Below is an example of a patient specific corrective osteotomy. This example uses the information from a preoperative CT scan of the radial malunion to make what can be a demanding procedure a little easier. The information is used to carry out a perfect virtual osteotomy using computer aided design techniques. A 3D printed cutting guide is then produced to allow accurate placing of the bone cut. The bone is then perfectly aligned and fixed back together using a 3D printed plate.
Your hand can be a problem after an injury. It takes a good deal of time to recover after an injury; typically, a finger joint sprain can take months to settle down. The vast majority of these types of injury will settle down with specialist hand therapy.
Just the same as with the distal radius, imperfectly aligned broken bones in the hand can lead to ongoing disfunction. This is especially a problem if this occurs in a joint as it can lead to post traumatic arthritis. The other big problem with phalangeal or metacarpal malunions is if the fracture has healed in a rotated position. This can lead the fingers to overlap when attempting to form a fist. Should this be the case, the broken bone can be surgically realigned, as in the example below.
I have covered a couple of not so common causes of pain in the hand and wrist. We can now look at a very common cause of pain in the hand and wrist – osteoarthritis.

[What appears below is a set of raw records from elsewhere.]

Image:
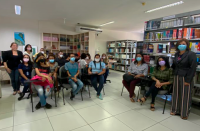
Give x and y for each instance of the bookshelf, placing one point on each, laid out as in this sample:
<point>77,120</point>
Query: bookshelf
<point>123,52</point>
<point>67,43</point>
<point>162,34</point>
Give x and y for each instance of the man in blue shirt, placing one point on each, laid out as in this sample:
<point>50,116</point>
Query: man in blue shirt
<point>96,70</point>
<point>73,72</point>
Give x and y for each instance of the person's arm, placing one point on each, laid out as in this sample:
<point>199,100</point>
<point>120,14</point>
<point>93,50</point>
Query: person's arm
<point>192,68</point>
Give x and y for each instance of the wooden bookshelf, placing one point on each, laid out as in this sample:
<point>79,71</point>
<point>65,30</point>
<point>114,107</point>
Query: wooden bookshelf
<point>67,43</point>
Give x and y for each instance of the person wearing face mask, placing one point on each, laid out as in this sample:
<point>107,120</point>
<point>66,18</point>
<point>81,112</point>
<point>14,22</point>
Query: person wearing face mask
<point>162,77</point>
<point>97,70</point>
<point>88,58</point>
<point>11,61</point>
<point>104,59</point>
<point>43,87</point>
<point>25,69</point>
<point>41,51</point>
<point>73,72</point>
<point>138,68</point>
<point>184,64</point>
<point>28,50</point>
<point>53,68</point>
<point>60,60</point>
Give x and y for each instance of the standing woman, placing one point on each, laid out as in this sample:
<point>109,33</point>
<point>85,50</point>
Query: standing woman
<point>28,51</point>
<point>106,61</point>
<point>11,60</point>
<point>185,67</point>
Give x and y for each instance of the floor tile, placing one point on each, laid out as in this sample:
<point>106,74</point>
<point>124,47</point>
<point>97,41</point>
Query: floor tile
<point>7,129</point>
<point>85,128</point>
<point>7,107</point>
<point>110,124</point>
<point>40,125</point>
<point>177,124</point>
<point>114,107</point>
<point>135,120</point>
<point>59,109</point>
<point>93,113</point>
<point>158,127</point>
<point>26,116</point>
<point>67,121</point>
<point>6,120</point>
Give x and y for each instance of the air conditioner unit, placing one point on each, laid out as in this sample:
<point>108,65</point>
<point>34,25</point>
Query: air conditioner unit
<point>81,29</point>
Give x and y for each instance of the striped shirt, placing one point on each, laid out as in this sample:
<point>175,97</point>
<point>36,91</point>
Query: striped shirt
<point>141,69</point>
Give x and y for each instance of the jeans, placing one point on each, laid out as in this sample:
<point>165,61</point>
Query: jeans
<point>14,76</point>
<point>43,93</point>
<point>76,86</point>
<point>94,80</point>
<point>153,91</point>
<point>131,87</point>
<point>106,75</point>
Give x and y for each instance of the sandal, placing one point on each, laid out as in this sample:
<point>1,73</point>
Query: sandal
<point>141,101</point>
<point>152,108</point>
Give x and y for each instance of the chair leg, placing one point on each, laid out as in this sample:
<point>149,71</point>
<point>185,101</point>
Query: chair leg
<point>165,104</point>
<point>122,90</point>
<point>63,96</point>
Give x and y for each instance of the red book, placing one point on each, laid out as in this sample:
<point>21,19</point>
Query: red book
<point>174,34</point>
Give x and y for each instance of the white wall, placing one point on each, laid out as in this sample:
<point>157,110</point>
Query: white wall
<point>110,35</point>
<point>33,30</point>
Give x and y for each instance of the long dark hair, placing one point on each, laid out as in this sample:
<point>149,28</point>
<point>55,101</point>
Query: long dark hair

Osteoarthritis can affect any of the joints in the hand and wrist. Osteoarthritis in the hands is extremely common, as we get older. It does not always cause significant pain but certainly can be very painful in some people. It is also often associated with stiffness and deformity.

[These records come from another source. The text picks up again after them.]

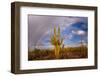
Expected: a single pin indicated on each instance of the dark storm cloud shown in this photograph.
(38, 26)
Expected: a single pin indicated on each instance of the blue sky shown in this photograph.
(72, 28)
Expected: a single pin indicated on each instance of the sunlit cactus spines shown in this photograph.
(57, 41)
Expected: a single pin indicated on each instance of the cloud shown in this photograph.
(78, 32)
(39, 27)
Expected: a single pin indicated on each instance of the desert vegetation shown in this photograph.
(59, 51)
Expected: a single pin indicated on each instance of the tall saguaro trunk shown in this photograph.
(56, 41)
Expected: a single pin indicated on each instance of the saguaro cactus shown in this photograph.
(57, 41)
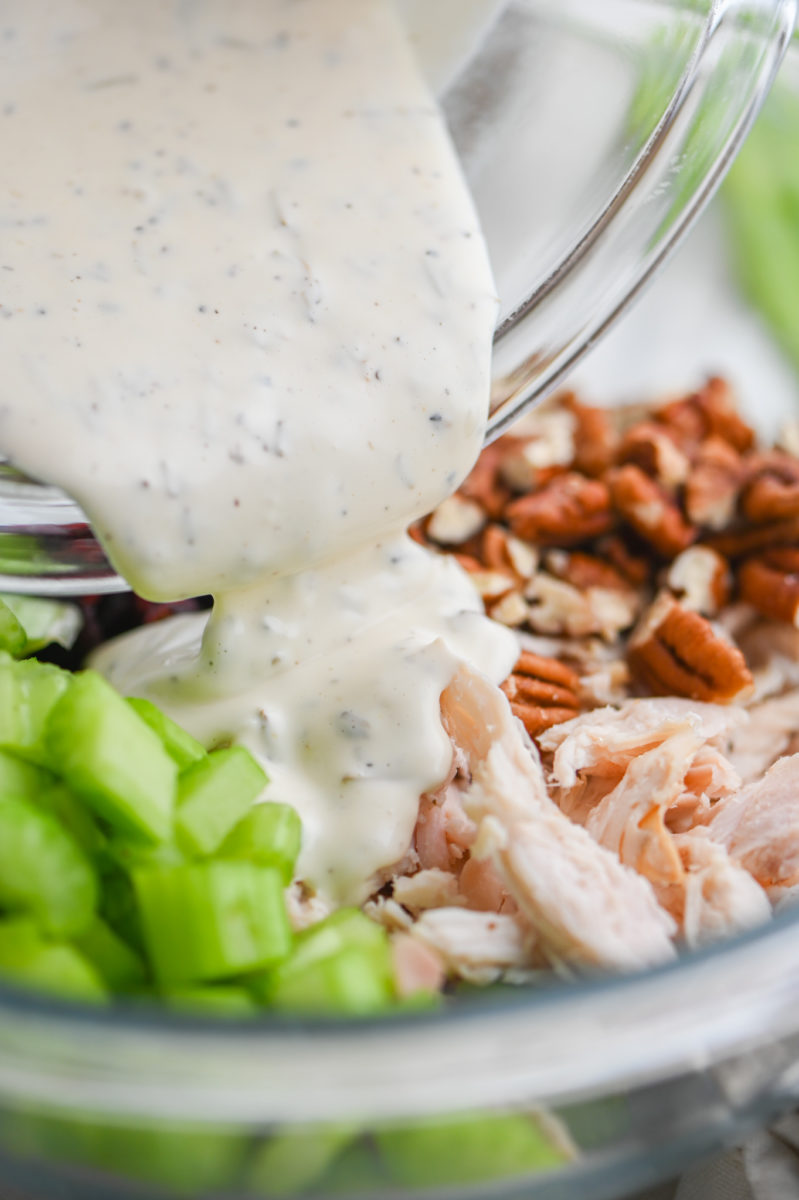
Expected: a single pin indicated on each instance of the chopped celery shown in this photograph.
(12, 635)
(214, 795)
(112, 958)
(43, 622)
(178, 743)
(211, 1000)
(212, 919)
(20, 778)
(353, 982)
(54, 967)
(112, 759)
(73, 815)
(43, 870)
(119, 909)
(28, 693)
(269, 834)
(340, 966)
(294, 1158)
(470, 1149)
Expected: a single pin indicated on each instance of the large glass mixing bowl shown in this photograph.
(570, 1090)
(592, 135)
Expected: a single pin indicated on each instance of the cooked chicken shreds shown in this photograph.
(416, 965)
(586, 906)
(709, 778)
(760, 827)
(430, 888)
(443, 831)
(767, 735)
(476, 946)
(630, 820)
(602, 742)
(718, 898)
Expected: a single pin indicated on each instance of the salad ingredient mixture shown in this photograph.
(629, 790)
(250, 317)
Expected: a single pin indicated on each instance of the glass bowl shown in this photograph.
(574, 1089)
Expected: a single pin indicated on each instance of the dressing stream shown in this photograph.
(247, 325)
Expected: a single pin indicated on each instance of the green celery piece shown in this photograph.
(120, 910)
(29, 960)
(112, 760)
(180, 1159)
(212, 797)
(358, 1170)
(344, 928)
(113, 959)
(13, 637)
(478, 1147)
(178, 743)
(20, 778)
(292, 1159)
(128, 855)
(269, 834)
(73, 815)
(211, 1001)
(40, 687)
(43, 622)
(212, 919)
(354, 982)
(43, 870)
(342, 965)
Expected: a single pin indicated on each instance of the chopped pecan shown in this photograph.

Osteoarthritis is caused by the degeneration of the bearing surface (cartilage) of the joint; this cannot yet be routinely repaired. All osteoarthritic conditions can be eased by reducing the symptoms. This can be with analgesics or by using non-surgical treatments administered by a Hand Therapist.
The distal interphalangeal joint (DIPJ, the one closest to the tip of the finger) is mainly used to apply pressure. These joints need to be stable, well aligned and pain free for optional use. As such, fusion of the DIPJ is a good option. This involves removing the degenerative part of the joint and encouraging the two bones to join. As such, instead of two bones with a degenerative, stiff painful joint between them, the bones are fused to produce one bone. This is usually accomplished using a specifically designed screw and is extremely successful.
The next joint back from the tip of the finger, the proximal interphalangeal joint, can also undergo arthritic change. Most of the time this joint functions better if it can bend. Fusion can be an option here but joint replacement can also be carried out. Joint replacement reliably helps with pain and can keep movement. There are different types of joint replacement on the market and your surgeon can discuss the advantages of the implants.